Deaf Institute, Manchester
Manchester’s Deaf Institute’s wallpaper must have known Christopher Owens was coming. Once his full band had taken their places on a stage adorned with flowers, they looked right at home, cosily grouped and surrounded wall to wall by sparrows and leaves. Of course the apposite wallpaper was a coincidence. Yet I’m sure it was no coincidence that the performance had all the charm of a family photo circa 1969 - and I mean that in a good way. Owens’ debut solo album (now detached from Girls) is Lysandre, and he treated his audience to a full performance of this record. The album itself is somewhat quaint. It’s strengths, and Owens’ as a musician, are in the juxtaposition of sorrow and longing with breezy, melodious songwriting and instrumentation. The entire performance exuded these fantastic ‘twisted-twee’ stylings.
The quality of Lysandre, as an album, blossoms through the medium of performance. Moments on the record that might sound a tad dated or flippant, work perfectly on the stage - balancing the softer moments of ‘A Broken Heart’ with the character and panache of tracks like ‘Riviera Rock’. In fact, if you revisit this website’s review of Lysandre on its release a couple of months ago, you will see that I wasn’t entirely convinced by ‘Riviera Rock’ - suggesting it sounded like “a live band simply improvising the same tune in as many different styles as they can think of”. Well on record I think I’d still stand by that, but it doesn’t matter, because that is exactly the point. Played live, ‘Riviera Rock’ plays out my imagined criticism - and it’s fantastic! The power of the album is within its effortless celebration of musical styles and fearless instrumentation. Owens’ lyrics then perfectly compliment this with frank and honest exchanges and encounters. The crowd swayed and bounced adoringly before him, yet his understated interactions with his audience played perfectly to his identity as a truly intriguing songwriter. Credit is also due to his accompanying musicians who managed to replicate the album with out regurgitating mindlessly. Flute motifs and guitar licks were full of life, as well as a pair of simpering, near identical backing vocalists, whose considered smiles and effortlessly tuneful contributions were perfect.
In some ways this performance echoed the spirit of artists like Simon and Garfunkel or Cat Stevens. Honest and intelligent songwriting, lovingly crafted and perfectly performed.
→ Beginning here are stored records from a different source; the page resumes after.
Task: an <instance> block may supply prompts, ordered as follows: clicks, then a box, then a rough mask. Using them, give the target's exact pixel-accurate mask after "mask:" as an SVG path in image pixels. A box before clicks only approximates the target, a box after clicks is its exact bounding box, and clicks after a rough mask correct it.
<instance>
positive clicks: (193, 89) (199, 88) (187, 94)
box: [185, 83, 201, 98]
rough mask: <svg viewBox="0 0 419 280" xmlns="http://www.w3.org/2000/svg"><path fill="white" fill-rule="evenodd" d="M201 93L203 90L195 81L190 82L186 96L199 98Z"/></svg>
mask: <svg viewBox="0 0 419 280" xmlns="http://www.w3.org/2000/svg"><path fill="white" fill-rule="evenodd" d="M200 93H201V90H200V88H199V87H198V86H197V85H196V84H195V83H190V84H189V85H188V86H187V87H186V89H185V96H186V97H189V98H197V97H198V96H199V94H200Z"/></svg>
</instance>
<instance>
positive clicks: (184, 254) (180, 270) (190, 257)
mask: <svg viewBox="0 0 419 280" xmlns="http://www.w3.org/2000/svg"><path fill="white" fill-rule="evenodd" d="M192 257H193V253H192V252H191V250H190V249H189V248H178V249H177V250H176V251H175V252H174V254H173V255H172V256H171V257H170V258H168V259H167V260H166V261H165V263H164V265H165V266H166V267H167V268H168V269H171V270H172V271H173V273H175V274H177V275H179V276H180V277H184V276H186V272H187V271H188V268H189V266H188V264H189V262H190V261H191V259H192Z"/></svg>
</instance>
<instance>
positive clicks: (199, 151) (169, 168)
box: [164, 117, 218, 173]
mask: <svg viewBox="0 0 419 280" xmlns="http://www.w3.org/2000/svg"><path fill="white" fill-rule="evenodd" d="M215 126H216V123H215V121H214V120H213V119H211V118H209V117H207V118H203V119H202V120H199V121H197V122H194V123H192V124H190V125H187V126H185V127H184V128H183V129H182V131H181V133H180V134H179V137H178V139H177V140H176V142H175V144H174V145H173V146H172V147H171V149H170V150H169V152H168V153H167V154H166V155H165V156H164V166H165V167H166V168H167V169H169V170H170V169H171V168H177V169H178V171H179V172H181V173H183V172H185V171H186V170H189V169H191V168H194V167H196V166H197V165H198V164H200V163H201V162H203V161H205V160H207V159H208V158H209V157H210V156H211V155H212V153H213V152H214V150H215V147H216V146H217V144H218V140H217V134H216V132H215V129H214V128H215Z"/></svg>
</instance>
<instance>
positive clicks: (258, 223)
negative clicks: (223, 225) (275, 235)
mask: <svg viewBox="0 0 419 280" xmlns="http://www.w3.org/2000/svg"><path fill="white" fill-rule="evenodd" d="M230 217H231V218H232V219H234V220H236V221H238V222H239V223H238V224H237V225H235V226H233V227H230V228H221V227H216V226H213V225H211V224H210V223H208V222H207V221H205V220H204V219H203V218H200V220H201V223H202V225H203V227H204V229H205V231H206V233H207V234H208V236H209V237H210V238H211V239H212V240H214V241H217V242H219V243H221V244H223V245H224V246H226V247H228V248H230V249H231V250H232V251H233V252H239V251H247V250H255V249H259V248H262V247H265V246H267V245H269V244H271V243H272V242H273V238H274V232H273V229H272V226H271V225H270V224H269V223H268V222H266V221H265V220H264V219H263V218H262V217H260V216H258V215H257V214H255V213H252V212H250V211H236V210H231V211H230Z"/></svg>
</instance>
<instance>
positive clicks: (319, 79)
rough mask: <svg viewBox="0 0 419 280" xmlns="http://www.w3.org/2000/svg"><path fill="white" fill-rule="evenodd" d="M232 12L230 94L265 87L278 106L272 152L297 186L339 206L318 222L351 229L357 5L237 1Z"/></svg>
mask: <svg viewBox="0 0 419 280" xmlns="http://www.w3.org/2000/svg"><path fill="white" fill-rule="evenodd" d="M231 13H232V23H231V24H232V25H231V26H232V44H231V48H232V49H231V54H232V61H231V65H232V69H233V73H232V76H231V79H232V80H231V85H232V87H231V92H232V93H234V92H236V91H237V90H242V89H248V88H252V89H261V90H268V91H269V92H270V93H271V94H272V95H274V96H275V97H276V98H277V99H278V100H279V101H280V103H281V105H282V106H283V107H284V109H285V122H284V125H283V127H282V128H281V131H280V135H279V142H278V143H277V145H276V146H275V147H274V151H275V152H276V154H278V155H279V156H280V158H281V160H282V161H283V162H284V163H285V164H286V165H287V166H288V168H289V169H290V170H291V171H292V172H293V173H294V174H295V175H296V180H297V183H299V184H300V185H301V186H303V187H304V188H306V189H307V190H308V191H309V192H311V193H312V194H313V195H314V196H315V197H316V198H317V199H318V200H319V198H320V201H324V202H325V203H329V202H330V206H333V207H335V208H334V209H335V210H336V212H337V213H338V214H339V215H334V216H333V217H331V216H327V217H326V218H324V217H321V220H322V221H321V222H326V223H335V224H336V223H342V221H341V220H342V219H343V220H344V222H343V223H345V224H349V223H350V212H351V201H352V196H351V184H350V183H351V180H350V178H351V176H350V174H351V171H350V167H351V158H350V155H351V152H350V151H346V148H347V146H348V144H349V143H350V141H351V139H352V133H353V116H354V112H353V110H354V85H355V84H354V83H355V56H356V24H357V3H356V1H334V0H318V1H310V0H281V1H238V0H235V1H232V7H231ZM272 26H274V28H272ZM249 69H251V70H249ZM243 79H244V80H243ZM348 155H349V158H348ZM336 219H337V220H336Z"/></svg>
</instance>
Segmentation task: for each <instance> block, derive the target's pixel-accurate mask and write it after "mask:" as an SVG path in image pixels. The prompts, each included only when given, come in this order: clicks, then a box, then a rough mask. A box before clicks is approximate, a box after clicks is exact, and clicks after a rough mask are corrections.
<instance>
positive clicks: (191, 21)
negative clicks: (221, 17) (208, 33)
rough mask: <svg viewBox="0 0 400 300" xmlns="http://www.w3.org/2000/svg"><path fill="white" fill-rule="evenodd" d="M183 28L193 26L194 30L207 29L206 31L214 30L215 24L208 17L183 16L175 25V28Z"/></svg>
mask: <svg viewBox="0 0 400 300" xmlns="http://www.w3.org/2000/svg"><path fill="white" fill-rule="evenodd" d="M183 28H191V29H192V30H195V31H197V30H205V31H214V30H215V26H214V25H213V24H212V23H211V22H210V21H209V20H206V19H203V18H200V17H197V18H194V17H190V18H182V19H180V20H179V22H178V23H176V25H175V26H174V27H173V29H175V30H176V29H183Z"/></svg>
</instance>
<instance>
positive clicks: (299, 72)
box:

Worth adding that this may well be exactly what Christopher Owens wants us to think, seeing as he covered both those artists during his encore. Yet in an industry littered with passing trends, flashing lights, flat peaks and Ed Sheeran, Christopher Owens’ love for true and sincere expression is more than a breath of fresh air - it is an oxygen tank. Some may call it ‘gentle’ or ‘twee’, I call it honest, soulful and at times heartbreaking. I eagerly await the return of Christopher Owens to our shores - wherever the place, whatever the wallpaper.